Linderdaum is a composite piece of software. It consists of a basic runtime system Linderdaum Engine Runtime which manages every possible low-level operation:
- file operations
- class instantiation/management
- network transfer
- user command queue handling
- virtual machine and script sompiler interfaces
and a number of high-level systems. Main of them is the Rendering infrastructure, consisting of:
- Renderer (abstraction of rendering API)
- SceneManager and iSceneNode-based classes (hierarchical scene graph)
- DrawingCanvas class, responsible for immediate drawing operations like line/plane/sphere drawing
The rendering infrastructure depends on resources, namely the meshes, shaderprograms, textures and materials.
- Material class contains actual physical material properties and references to the textures (diffuse,specular,bump ...)
- ShaderProgram class is the abstraction of vertex/fragment/geometry shaders
- TextureObject class, managing the textures (1D, 2D, 3D and cube)
- Mesh class, containing a piece of scenegraph with apporpriate materials and vertex arrays.
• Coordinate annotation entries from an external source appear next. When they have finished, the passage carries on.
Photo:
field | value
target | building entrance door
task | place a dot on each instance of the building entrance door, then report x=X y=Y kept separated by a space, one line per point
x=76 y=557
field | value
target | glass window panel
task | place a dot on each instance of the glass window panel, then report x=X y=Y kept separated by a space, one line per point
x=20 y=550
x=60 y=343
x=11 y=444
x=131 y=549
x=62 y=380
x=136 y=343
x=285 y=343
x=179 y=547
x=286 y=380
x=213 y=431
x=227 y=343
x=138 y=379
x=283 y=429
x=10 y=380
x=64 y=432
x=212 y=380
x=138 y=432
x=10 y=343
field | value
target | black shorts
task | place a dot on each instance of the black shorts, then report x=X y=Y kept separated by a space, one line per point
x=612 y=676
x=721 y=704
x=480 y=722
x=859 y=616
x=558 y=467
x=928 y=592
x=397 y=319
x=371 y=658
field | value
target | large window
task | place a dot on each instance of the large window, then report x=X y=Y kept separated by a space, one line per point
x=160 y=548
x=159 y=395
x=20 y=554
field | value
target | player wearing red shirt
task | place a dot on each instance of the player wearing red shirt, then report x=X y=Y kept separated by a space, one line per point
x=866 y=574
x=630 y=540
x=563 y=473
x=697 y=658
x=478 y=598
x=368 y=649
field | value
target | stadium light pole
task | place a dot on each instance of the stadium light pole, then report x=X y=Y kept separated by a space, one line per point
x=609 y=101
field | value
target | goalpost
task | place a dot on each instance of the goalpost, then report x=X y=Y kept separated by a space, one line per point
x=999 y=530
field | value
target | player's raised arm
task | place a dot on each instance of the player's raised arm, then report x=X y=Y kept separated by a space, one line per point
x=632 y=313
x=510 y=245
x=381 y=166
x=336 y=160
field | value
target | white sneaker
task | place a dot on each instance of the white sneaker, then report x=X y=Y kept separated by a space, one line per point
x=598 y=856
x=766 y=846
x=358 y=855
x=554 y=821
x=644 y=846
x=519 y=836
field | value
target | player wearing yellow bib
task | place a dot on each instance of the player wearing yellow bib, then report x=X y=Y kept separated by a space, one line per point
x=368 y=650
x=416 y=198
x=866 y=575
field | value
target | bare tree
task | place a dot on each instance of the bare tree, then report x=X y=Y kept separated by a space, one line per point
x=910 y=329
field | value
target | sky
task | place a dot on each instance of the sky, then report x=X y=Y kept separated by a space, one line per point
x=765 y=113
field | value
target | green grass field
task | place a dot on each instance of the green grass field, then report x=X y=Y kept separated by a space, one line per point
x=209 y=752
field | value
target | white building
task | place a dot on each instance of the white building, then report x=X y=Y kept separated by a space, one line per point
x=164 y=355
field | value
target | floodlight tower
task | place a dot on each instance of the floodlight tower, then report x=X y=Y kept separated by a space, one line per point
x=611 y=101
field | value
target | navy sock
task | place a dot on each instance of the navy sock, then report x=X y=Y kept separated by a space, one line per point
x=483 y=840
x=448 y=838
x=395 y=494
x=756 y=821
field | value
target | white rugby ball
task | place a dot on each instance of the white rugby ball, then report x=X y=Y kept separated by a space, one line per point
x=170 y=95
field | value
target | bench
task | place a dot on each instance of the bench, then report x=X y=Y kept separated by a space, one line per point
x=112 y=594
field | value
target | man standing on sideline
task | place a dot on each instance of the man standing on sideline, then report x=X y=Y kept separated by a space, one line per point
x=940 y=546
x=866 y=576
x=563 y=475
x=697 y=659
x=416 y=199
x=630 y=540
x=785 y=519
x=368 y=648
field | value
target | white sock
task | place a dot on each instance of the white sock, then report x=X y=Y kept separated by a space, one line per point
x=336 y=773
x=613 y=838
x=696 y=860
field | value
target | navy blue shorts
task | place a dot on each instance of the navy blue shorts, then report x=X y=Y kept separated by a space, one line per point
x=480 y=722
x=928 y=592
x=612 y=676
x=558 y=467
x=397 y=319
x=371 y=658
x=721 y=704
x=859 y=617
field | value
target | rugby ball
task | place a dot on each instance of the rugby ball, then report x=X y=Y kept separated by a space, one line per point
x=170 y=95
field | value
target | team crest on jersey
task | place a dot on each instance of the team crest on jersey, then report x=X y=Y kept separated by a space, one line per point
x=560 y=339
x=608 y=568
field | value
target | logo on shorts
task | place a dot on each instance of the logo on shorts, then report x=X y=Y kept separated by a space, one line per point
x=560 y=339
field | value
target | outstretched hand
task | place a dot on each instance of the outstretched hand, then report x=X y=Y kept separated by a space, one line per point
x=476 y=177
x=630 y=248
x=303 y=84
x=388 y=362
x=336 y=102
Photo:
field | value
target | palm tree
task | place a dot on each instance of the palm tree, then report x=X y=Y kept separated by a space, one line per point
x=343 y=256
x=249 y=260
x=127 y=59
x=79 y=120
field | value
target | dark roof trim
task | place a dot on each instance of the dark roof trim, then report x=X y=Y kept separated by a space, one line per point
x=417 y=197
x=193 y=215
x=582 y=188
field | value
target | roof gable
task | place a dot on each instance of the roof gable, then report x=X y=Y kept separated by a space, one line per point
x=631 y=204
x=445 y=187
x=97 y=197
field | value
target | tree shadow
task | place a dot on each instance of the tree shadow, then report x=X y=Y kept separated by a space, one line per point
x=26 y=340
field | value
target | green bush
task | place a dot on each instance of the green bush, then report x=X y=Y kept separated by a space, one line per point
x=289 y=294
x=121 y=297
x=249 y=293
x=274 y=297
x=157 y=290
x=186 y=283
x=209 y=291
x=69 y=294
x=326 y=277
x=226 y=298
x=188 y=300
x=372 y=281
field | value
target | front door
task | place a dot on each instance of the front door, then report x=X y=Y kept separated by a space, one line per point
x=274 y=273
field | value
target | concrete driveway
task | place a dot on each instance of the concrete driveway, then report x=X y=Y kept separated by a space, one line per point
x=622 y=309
Meshes are directly loaded from .ASE and .MD5 files exported from content creation tools.
The rendering of volume data is made by a special LVLib, which is seamlessly integrated into the common polygonal rendering pipeline.
For the creation of advanced photorealistic effects rendering system is extended further with the following 'atmospheric' classes:
- SkyDome (Perez-formulae based sky colouring and daytime tracking)
- Terrain (a collection of TerrainNodes, automatically tracking the camera position to avoid overdraw)
- Atmosphere (a postprocessor with a Preetham scatterer)
- Clouds (volume-raycasting objects with automatic impostor generation)
- Water (a terrain-based heightmap [FFT-generated or statically precomputed] and a postprocessor to render realistic fresnel refraction)
- Forest/Tree classes providing automatic vegetation system
- Rain/Snow effect (particle-based ?)
Each of the rendering (meshes, terrains and other atmospheric items) classes provides a RenderDirect() method to render them directly to
the currently active frame buffer and a GetSceneNode() interface to attach them to the global scenegraph and render them automatically by the appropriate call. The scenegraph is the preferred way of rendering, because the engine automatically sorts nodes to perform less rendering state switches.